In The Dark Lady, Shakespeare sets out to meet his lady love, the famous Dark Lady of the sonnets. He happens to come upon Queen Elizabeth, sleep-walking and consumed with guilt about the death of Mary, Queen of Scots. In the following scene, Shakespeare is humorous, lewd and engagingly irreverent. He informs her that his descent is superior to her own: his father had only one wife, while hers had six; and she has no real right to her power, since she derives it not from her birth or her descent, but from her being, by chance, ‘the most wondrous piece of beauty the age hath seen’. Elizabeth is half amused and half outraged.

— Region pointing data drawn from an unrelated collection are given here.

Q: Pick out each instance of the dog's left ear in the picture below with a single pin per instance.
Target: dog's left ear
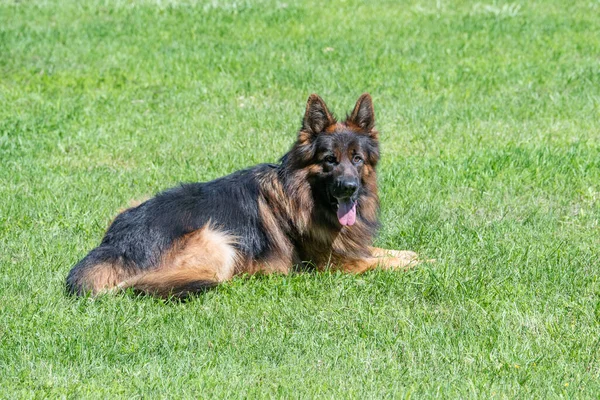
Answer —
(317, 117)
(363, 115)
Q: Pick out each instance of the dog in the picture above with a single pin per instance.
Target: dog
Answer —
(317, 209)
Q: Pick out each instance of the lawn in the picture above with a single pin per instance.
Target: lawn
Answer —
(489, 114)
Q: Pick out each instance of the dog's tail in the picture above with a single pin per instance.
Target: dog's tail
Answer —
(101, 270)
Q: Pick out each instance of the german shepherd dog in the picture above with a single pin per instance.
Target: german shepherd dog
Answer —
(317, 208)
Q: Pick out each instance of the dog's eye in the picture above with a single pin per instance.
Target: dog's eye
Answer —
(357, 159)
(330, 159)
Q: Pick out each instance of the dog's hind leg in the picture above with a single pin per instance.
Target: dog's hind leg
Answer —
(101, 270)
(198, 261)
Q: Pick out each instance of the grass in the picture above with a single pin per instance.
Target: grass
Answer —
(489, 113)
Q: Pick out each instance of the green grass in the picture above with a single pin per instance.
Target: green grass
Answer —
(490, 127)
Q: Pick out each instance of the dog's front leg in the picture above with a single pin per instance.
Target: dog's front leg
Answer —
(382, 258)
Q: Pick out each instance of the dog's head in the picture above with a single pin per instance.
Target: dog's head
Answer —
(339, 157)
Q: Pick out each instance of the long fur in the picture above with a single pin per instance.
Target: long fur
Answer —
(267, 218)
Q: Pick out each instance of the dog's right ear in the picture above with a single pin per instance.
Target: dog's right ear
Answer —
(317, 117)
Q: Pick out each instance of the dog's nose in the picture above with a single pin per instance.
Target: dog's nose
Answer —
(349, 187)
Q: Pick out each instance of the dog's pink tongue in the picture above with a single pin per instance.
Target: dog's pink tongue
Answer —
(347, 213)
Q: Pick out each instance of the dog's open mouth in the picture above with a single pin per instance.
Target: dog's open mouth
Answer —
(346, 211)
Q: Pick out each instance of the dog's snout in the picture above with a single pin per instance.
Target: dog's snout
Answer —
(346, 187)
(350, 186)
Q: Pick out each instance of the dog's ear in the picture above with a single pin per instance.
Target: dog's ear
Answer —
(363, 115)
(317, 117)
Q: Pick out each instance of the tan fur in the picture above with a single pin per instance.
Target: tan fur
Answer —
(206, 255)
(104, 276)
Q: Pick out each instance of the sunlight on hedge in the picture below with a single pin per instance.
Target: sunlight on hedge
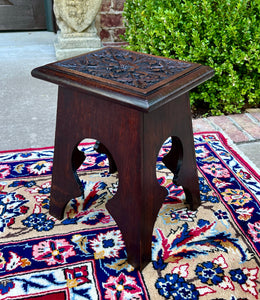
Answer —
(224, 35)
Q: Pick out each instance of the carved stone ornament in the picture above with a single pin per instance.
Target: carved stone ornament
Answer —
(75, 15)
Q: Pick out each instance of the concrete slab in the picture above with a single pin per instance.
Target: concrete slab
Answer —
(28, 105)
(252, 151)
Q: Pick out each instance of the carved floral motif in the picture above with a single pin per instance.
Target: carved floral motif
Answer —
(130, 68)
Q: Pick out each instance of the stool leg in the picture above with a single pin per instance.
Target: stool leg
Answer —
(173, 159)
(101, 149)
(65, 182)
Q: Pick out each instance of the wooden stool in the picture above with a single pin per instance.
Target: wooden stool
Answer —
(131, 103)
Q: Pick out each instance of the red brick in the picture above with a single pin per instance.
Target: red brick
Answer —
(118, 5)
(247, 124)
(229, 128)
(111, 20)
(200, 125)
(105, 6)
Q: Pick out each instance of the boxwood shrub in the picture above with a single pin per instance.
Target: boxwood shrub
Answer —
(223, 34)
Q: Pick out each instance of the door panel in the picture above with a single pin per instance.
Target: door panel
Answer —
(22, 15)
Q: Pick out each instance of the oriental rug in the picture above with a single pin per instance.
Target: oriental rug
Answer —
(211, 253)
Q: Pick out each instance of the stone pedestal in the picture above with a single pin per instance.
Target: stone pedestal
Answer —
(76, 21)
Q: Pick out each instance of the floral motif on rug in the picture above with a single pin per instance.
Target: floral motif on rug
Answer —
(210, 253)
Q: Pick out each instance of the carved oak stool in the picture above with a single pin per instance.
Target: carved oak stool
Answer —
(131, 103)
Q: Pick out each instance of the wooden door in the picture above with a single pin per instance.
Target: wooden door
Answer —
(22, 15)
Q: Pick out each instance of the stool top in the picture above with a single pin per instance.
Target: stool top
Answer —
(136, 79)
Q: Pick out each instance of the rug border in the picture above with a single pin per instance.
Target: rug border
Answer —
(237, 152)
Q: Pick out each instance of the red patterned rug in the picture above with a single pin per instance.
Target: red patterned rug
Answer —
(211, 253)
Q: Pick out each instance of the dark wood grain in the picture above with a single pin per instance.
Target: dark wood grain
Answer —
(131, 127)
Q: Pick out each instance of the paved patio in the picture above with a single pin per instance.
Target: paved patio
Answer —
(28, 105)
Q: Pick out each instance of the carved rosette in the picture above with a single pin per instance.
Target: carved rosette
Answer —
(75, 15)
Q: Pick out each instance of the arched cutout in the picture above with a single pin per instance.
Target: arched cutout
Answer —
(171, 155)
(93, 165)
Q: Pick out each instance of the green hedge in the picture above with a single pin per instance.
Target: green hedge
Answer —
(223, 34)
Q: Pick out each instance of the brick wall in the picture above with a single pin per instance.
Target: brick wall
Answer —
(109, 22)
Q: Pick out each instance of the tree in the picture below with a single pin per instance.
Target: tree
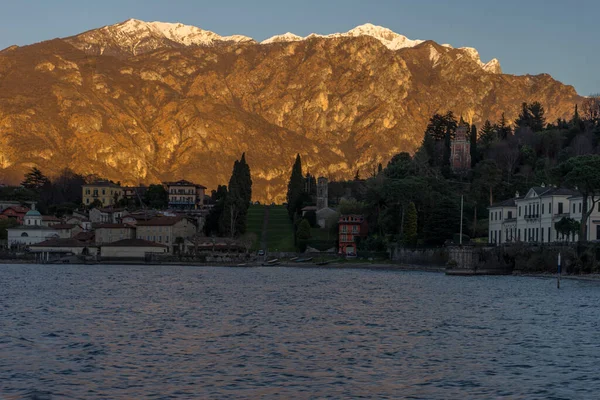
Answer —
(531, 116)
(473, 146)
(302, 234)
(503, 129)
(235, 209)
(409, 236)
(295, 187)
(487, 175)
(211, 225)
(156, 197)
(34, 179)
(581, 172)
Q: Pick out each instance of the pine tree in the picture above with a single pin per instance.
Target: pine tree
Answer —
(295, 187)
(34, 179)
(503, 129)
(410, 225)
(473, 147)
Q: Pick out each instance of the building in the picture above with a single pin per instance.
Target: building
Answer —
(351, 227)
(134, 193)
(532, 218)
(48, 220)
(322, 193)
(165, 230)
(324, 213)
(460, 150)
(106, 192)
(31, 232)
(131, 249)
(66, 231)
(109, 233)
(15, 212)
(185, 195)
(107, 215)
(53, 249)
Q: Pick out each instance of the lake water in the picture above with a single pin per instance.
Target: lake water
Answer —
(108, 332)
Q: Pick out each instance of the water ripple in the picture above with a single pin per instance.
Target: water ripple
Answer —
(81, 332)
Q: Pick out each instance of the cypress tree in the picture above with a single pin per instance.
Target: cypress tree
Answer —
(410, 225)
(473, 142)
(295, 187)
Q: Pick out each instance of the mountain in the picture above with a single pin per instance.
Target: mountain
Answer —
(146, 102)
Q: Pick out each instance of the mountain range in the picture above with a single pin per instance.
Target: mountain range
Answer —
(151, 101)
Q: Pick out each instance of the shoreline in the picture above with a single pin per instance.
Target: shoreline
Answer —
(338, 266)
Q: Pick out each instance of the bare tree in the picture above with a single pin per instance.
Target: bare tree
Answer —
(590, 108)
(582, 145)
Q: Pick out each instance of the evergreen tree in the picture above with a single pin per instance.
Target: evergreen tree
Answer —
(34, 179)
(245, 179)
(156, 197)
(233, 218)
(487, 134)
(211, 225)
(295, 187)
(503, 130)
(473, 146)
(410, 225)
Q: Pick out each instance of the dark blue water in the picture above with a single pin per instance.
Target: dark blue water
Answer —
(131, 332)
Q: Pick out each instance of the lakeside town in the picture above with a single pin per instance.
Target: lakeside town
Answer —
(413, 211)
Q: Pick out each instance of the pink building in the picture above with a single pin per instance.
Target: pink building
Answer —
(460, 156)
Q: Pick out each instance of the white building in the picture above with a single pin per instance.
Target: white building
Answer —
(31, 232)
(532, 218)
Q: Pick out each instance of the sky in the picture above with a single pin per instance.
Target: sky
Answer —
(558, 37)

They go on to discuss the matter of popular taste in theatre. Shakespeare begs Elizabeth to construct a theatre where he can stage plays that he believes in, without having to depend on the public’s taste. He points out that people are highly influenced by theatre, and it is therefore necessary to stage instructive plays. (He numbers As You Like It and Much Ado About Nothing among his worse plays written to please the public.) Elizabeth agrees with him, but says that she is powerless to do anything to help; there are many claims on the public treasury, and her cousellors and subjects will never allow her to finance theatre from the public purse. She predicts that it will be hundreds of years before England establishes her own playhouse at the public charge, and England will venture then only out of a desire ‘to be ever in the fashion’.
“It may be that by then your works will be dust also,” she tells Will Shakespeare. He replies, “They will stand, madam: fear not for that.”
It is possible that this play inspired the highly successful film Shakespeare in Love; many elements of the play – for instance, Shakespeare’s noting down phrases for later use, and Eizabeth’s mingled amusement and respect for him and his plays – appear similar.
To read Shaw’s plays for the first time is to enter a new world: they are like a breath of fresh air. ‘Shavian oxygen’ is no idle boast. It is a world of shrewd realism, honesty, reason and intellecual adventure. According to Nietzsche, one of Shaw’s favourite philosophers, man is a bridge between animal and Superman. Perhaps the perspective of a Bernard Shaw is the route to the Superman.
This will probably be my last post on this blog… we’ll probably be handing it over to a new group of people soon. We’d like to thank our Principal and Vice Principal for allowing us to establish this society and putting up a notice-board for us. We’d like to thank Mrs Radha Venugopal for taking an interest in the society and allowing us to put up posters in the library, and all the teachers who took an interest in our activities. We’re grateful to all the people who contributed to this blog and to the Literary Society notice board, and who attended our Literary Quiz in the capacity of both participants and volunteers. And we’d like to thank you, our readers, for visiting the blog. We hope that you enjoyed reading our posts (and perhaps disagreeing with our somewhat unequivocally expressed interpretations) as much as we enjoyed writing them.
As Shakespeare says in Shaw’s The Dark Lady, ‘there is no word yet coined and no melody yet sung that is extravagant and majestical enough for the glory that lovely words can reveal. It is heresy to deny it: have you not been taught that in the beginning was the Word? that the Word was with God? nay, that the Word was God?’